The determinism check confirms the test itself is reproducible: same seed, same outcome, every run. This is what §16 guarantees.

Exercise 3 — A replay test

def replay_test(seed: int, ticks: int):
    # Live run, recording the in-queue
    live = build_world(seed=seed)
    queue_log = []
    for _ in range(ticks):
        inputs = generate_inputs(live.tick)
        for inp in inputs:
            live.in_queue.push(**inp)
        queue_log.append(live.in_queue.drain())
        tick(live)

    # Save the recording
    np.savez("queue_log.npz", **{f"tick_{i}": q for i, q in enumerate(queue_log)})

    # Replay from a fresh simulator
    replayed = build_world(seed=seed)
    data = np.load("queue_log.npz")
    for i in range(ticks):
        recorded = data[f"tick_{i}"]
        for j in range(recorded.size):
            replayed.in_queue.push(...)             # un-pack each event
        tick(replayed)

    assert hash_world(live) == hash_world(replayed), \
        "replay diverged — non-deterministic dependency leaking"

The hashes must match. If they don’t, somewhere a system reads from outside the queue — the §35 boundary is breached.
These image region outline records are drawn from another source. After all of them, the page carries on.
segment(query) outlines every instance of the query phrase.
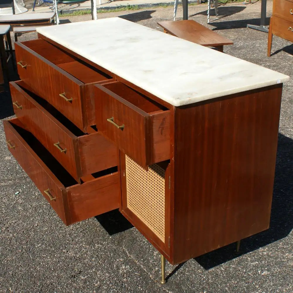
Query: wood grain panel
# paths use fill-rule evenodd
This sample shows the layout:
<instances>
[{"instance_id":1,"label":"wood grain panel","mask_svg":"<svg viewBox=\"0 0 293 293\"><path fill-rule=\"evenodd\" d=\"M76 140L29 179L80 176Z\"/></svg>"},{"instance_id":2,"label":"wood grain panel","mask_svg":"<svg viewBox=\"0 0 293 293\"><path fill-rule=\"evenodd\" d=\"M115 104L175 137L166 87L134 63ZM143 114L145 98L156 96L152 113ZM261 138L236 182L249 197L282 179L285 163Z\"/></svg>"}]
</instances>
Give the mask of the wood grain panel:
<instances>
[{"instance_id":1,"label":"wood grain panel","mask_svg":"<svg viewBox=\"0 0 293 293\"><path fill-rule=\"evenodd\" d=\"M10 82L10 86L12 102L21 107L18 108L13 105L20 121L78 181L81 174L80 164L76 166L80 160L76 136L15 82ZM61 152L54 146L58 142L61 148L66 149L66 152Z\"/></svg>"},{"instance_id":2,"label":"wood grain panel","mask_svg":"<svg viewBox=\"0 0 293 293\"><path fill-rule=\"evenodd\" d=\"M79 137L78 147L82 176L118 165L116 147L98 132Z\"/></svg>"},{"instance_id":3,"label":"wood grain panel","mask_svg":"<svg viewBox=\"0 0 293 293\"><path fill-rule=\"evenodd\" d=\"M122 95L127 98L127 100L106 88L113 89L112 87L115 88L115 85L112 83L95 86L96 119L99 131L142 166L156 163L158 161L156 159L169 159L170 148L163 148L169 141L170 129L168 127L168 123L166 123L169 111L161 110L156 112L154 114L156 117L152 120L152 114L148 114L144 110L156 111L159 107L155 102L153 104L150 101L146 101L141 96L139 98L139 95L134 94L131 89L124 91L123 88ZM117 91L121 93L121 89L120 86L117 88ZM132 96L127 93L129 91ZM124 125L123 130L118 129L107 121L111 117L117 124Z\"/></svg>"},{"instance_id":4,"label":"wood grain panel","mask_svg":"<svg viewBox=\"0 0 293 293\"><path fill-rule=\"evenodd\" d=\"M293 22L293 2L287 0L278 0L273 2L274 16Z\"/></svg>"},{"instance_id":5,"label":"wood grain panel","mask_svg":"<svg viewBox=\"0 0 293 293\"><path fill-rule=\"evenodd\" d=\"M65 188L18 133L13 124L16 120L3 121L6 140L14 146L11 148L8 145L8 149L60 219L68 224L69 219L64 207L67 204ZM55 200L50 200L44 192L48 189Z\"/></svg>"},{"instance_id":6,"label":"wood grain panel","mask_svg":"<svg viewBox=\"0 0 293 293\"><path fill-rule=\"evenodd\" d=\"M81 101L85 93L83 83L22 44L16 42L15 47L17 62L21 60L26 65L24 69L18 64L21 78L85 132L87 125L86 119L83 117ZM68 98L73 99L71 101L67 101L59 96L64 93Z\"/></svg>"},{"instance_id":7,"label":"wood grain panel","mask_svg":"<svg viewBox=\"0 0 293 293\"><path fill-rule=\"evenodd\" d=\"M110 174L67 188L72 223L117 209L120 205L120 175Z\"/></svg>"},{"instance_id":8,"label":"wood grain panel","mask_svg":"<svg viewBox=\"0 0 293 293\"><path fill-rule=\"evenodd\" d=\"M176 108L173 263L268 227L282 86Z\"/></svg>"}]
</instances>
The replay test is the catch-all for “did we accidentally make this non-deterministic?”

Exercise 4 — TDD a new system

# Step 1: write the test first
def test_slow_growth_when_high_energy(world):
    """Creatures with energy > 50 should grow more slowly than those with energy <= 50."""
    # Setup
    world.energy[:world.n_active] = np.full(world.n_active, 30.0, dtype=np.float32)
    world.energy[:10] = 80.0                          # first 10 are well-fed
    
    initial_age = world.age[:world.n_active].copy()
    
    # Run the (not-yet-written) system
    apply_slow_growth(world)
    
    delta = world.age[:world.n_active] - initial_age
    # well-fed creatures grow half as fast
    assert (delta[:10] < delta[10:].mean()).all()
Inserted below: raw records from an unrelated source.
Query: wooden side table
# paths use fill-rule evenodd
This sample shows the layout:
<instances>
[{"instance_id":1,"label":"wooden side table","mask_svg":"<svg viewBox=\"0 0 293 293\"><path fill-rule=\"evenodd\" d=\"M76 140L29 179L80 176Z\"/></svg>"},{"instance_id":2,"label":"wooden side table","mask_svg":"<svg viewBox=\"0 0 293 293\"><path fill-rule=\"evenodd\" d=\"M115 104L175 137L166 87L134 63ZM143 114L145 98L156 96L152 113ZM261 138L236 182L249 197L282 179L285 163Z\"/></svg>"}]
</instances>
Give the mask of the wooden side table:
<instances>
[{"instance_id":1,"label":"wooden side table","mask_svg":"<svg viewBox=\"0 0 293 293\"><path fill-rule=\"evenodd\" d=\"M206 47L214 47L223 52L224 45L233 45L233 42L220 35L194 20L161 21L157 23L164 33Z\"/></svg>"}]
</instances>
# Step 2: minimal implementation
def apply_slow_growth(world):
    fast = world.energy[:world.n_active] <= 50
    slow = world.energy[:world.n_active] > 50
    world.age[:world.n_active][fast] += 1
    world.age[:world.n_active][slow] += 1  # bug! should be slower
    
# Step 3: run the test, see it fail, fix:
def apply_slow_growth_fixed(world):
    fast = world.energy[:world.n_active] <= 50
    slow = world.energy[:world.n_active] > 50
    world.age[:world.n_active][fast] += 1
    world.age[:world.n_active][slow] = world.age[:world.n_active][slow] + 1  # but only every other tick
    # actual implementation depends on the design — half-rate, threshold, etc.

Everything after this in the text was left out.